Em nosso país Brasil eu posso dizer com uma certa ponta de orgulho do quanto temos sido mais abertos para discutir temas que são considerados tabu em todo o mundo: depressão, suicídio, sexualidade. Temos sim uma cultura machista, homofóbica, sexista, preconceituosa e estranha em relação ao sexo. Mas até você mesmo, meu amigo moralista, eu sinto mais orgulho de você do que de qualquer outro cidadão em qualquer outra parte desse mundo, porque nós brasileiros temos uma relação muito mais aberta com as questões da saúde. Somos mais ligados ao sexo, discutimos isso sem cerimônias e abertamente, e os benefícios a longo prazo seriam, talvez, uma redução em casos de estupro e pedofilia. Ao contrário do que se pensa, não discutir sexualidade é o que leva à violência sexual, mas é claro que isso é só uma crença pessoal do que um fato. De certa forma, eu fico feliz em saber que aqui as pessoas refletem sobre isso. Ainda estamos longe do ideal, mas ao menos estamos no caminho. O mesmo sobre a depressão, pois os temas são trazidos para a TV, para os jornais, todo ano aderimos às campanhas e estamos cada dia mais nos conscientizando em prol de assegurar que nosso compatriotas não cometam a tragédia de suicidarem-se.

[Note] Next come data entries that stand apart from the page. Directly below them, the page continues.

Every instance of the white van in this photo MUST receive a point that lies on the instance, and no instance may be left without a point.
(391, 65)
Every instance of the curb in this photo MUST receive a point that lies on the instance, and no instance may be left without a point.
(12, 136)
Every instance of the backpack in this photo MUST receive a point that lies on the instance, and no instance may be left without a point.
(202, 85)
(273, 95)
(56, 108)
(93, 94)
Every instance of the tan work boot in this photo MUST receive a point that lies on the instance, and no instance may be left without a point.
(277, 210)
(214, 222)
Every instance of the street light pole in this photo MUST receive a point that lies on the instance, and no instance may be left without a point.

No japão a tolerância com esse caso é assustadora e desumana. Eles negam e condenam a pessoa que comete suicídio, no contrário que deveriam repensar os comportamentos intrínsecos à sua cultura que levam às pessoas a esse caso. O drama japonês é superficial e fútil, e a camada profunda de seus sentimentos é escondida por uma aparência de organização, mas no fundo, eles estão desesperados e gritando. Não me espanta o porquê um cidadão deste país se sente tão atraído pela cultura ocidental uma vez que entra em contato com ela. Desse ponto de vista moral eu posso dizer: somos muito mais livres, e não existe nada mais caro do que a liberdade, nem mesmo videogames, celulares e linhas de trem funcionam como relógios estão acima deste preço.

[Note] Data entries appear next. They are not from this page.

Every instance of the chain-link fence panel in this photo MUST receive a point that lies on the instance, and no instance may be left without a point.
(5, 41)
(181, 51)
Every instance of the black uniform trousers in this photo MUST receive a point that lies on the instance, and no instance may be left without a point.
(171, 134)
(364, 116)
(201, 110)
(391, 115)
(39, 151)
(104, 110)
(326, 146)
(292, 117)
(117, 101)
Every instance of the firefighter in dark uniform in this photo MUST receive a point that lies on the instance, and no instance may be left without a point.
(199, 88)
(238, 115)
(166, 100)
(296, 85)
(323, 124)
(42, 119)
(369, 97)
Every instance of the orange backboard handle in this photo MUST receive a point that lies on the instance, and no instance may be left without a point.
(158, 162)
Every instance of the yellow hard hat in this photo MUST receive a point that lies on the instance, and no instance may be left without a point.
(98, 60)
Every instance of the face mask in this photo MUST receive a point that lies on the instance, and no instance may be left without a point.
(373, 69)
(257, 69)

Depois de tanto tempo refletindo sobre isso, eu esperei por alguém que pudesse falar a respeito do tema, mas decidi falar eu mesmo, nesse texto todo desconexo e cheio de apelos. Ainda assim, eu imagino que isso poderia trazer um pouco de reflexão sobre o fato de que não deveria jamais existir o conceito de cultura superior ou inferior. É esse o protecionismo que acaba nos conduzindo à pensamentos de intolerância e violência, e quando há momentos de crise política mundial, estes pensamentos podem ser perigosamente utilizados para repetirmos os erros do passado. Embora eu não tenha nenhum tipo de otimismo em relação a isso. Como disse antes, sou de uma natureza absolutamente cética.

PS> Como isso não se trata de um artigo científico mas de uma carta informal, caso tenha dúvidas sobre o que foi citado, a internet está logo ali, abra uma aba e pesquise. Não me force a ter lugar de fala porque se exigirmos especialidade em qualquer assunto conversado, então não me admira o quanto nossas conversas no cotidiano social estejam tão desagradáveis. Não me acusem de reclusão ao viver em um momento assim.